Get ready to stream

It's more or less official: music is the hot topic of 2007. So said a majority of panelists at a 3GSM session on mobile entertainment last February when asked their opinion on the hot topics of the moment. Granted, one of them was from music label EMI, but there you go.

The buzz on mobile music goes back at least as far as the iPod, but with every major manufacturer now toting its own family of music phones, and mobile music download services up and running in a growing number of markets - digital music service Soundbuzz says mobile music downloads already outnumber PC downloads - 2007 is looking like the year mobile music will really light a fire.

What about DRM‾

If only it wasn't for the whole DRM thing. And the fact that you really need 3G to even consider downloading full tracks (as well as the fact that 3G is still a minority audience in most markets). Which may be why the vast majority of music you'll find on any given digital music device is ripped from a purchased CD and sideloaded.

Such factors don't seem to trouble the optimists much - at another 3GSM panel on mobile music, DRM didn't come up until someone in the audience (okay, it was me) asked about it (answer: no DRM, no mobile music). But even the most optimistic projections don't peg 3G as a majority service until sometime next decade. And even if DRM interoperability is resolved by the end of this year, consumer activist groups remain suspicious of DRM, arguing that it's mostly proprietary, ties users to a device or its operating system (i.e. Windows or Mac), or makes 'sharing' tracks with friends a pay-for-play affair, in which your friend has to pay for the track you just Bluetoothed to her before she can play it.

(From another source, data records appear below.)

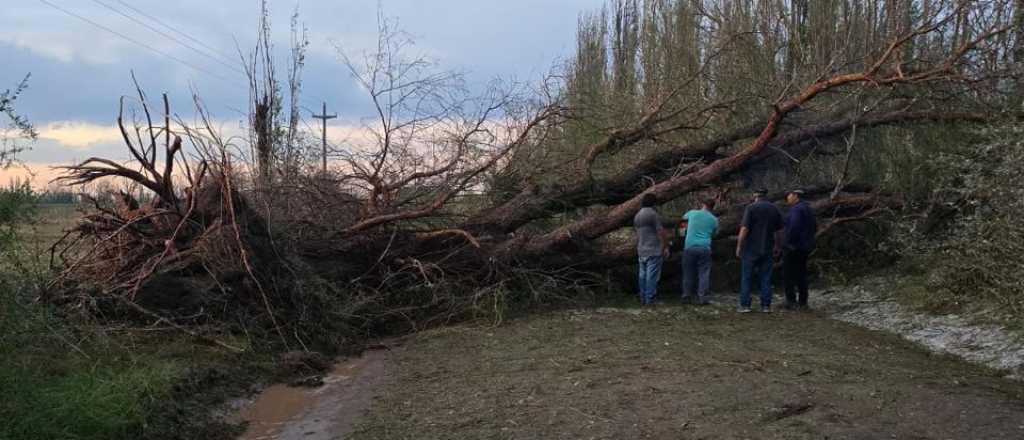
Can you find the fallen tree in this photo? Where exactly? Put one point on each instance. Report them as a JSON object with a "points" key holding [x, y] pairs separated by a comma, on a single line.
{"points": [[410, 225]]}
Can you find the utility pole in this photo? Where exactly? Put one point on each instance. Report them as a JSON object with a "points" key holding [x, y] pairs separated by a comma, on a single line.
{"points": [[324, 116]]}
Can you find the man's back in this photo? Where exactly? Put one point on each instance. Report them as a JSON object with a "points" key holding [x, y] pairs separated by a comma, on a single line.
{"points": [[700, 227], [648, 226], [801, 227], [762, 219]]}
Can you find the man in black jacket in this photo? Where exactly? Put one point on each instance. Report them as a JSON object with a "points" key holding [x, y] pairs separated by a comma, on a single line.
{"points": [[801, 226]]}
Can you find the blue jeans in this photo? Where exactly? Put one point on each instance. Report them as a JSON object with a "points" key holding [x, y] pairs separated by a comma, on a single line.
{"points": [[696, 270], [762, 266], [650, 272]]}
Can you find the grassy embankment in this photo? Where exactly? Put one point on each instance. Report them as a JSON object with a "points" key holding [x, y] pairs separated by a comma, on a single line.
{"points": [[62, 377]]}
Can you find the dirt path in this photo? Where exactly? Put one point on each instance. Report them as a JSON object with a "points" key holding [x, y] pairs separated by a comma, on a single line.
{"points": [[326, 412], [685, 372]]}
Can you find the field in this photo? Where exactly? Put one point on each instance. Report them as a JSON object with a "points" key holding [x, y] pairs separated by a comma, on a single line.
{"points": [[685, 372]]}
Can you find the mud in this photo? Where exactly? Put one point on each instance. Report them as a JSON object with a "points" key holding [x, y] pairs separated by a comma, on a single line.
{"points": [[867, 305], [327, 411]]}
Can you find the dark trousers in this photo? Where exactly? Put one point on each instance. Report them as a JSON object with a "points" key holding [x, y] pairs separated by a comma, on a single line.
{"points": [[696, 273], [795, 269]]}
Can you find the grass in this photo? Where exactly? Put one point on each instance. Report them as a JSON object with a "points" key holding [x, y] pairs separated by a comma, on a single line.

Meanwhile, cellcos keen to offer music services without the hassles of bandwidth and piracy fears have another option: audio streaming.

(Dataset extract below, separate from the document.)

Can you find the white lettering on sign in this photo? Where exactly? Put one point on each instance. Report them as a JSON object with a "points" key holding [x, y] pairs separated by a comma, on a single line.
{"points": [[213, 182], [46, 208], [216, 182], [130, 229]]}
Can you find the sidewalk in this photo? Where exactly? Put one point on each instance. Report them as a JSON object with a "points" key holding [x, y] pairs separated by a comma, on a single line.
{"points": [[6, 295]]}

Take PCCW Mobile's MOOV on Mobile service, launched in December. Essentially a mobile version of its existing online music service of the same name, MOOV offers 4,000 minutes of music streaming from its music library, along with 100 minutes of airtime, for a monthly fee.

Users can construct their own playlists on the Moov Web site from 60,000 tracks (mostly local Cantopop artists) from 20 different labels and then access the same playlist via mobile. There are also eight preset playlists that refresh every 15 minutes.

Moov also throws a little Web 2.0 action into the mix by letting fans form communities and swap playlists with friends (provided all their friends subscribe to MOOV, of course).

Streaming audio as a mobile music format isn't new - mobile operators in Europe and the US have been doing it since 2004 - but it's an approach that's got some advantages over the full-track download model. For a start, it doesn't rely on 3G-level bandwidth, which means a much broader potential market of users to tap. Streaming also doesn't require massive storage capacity on the handset.

It also does an end-run around the DRM issue, since streaming is little different from customized satellite radio: users are listening, not downloading.

 

Whether users would rather own MP3s than rent a music library like MOOV remains to be seen. That said, according to a report in the South China Morning Post in January, Cantopop heartthrob Leo Ku generated 800,000 streams in six months on the MOOV service.

Meanwhile, mainland China - where 3G is still on hold - looks set to be the next big streaming mobile music playground. In late December, Chinese digital music service 5Fad signed a partnership contract with BrainMedia to launch a mobile version of its streaming music service. And, in a possible sign of things to come, in January EMI Music announced a partnership with search engine portal Baidu.com to launch a free online music streaming service supported by ads. The deal doesn't include mobile, but Baidu has mobile ambitions - it's already struck a deal with Nokia to have its icon pre-installed on phones in China for its mobile services - and if fans go for ad-backed music, taking that model mobile could change the ball game.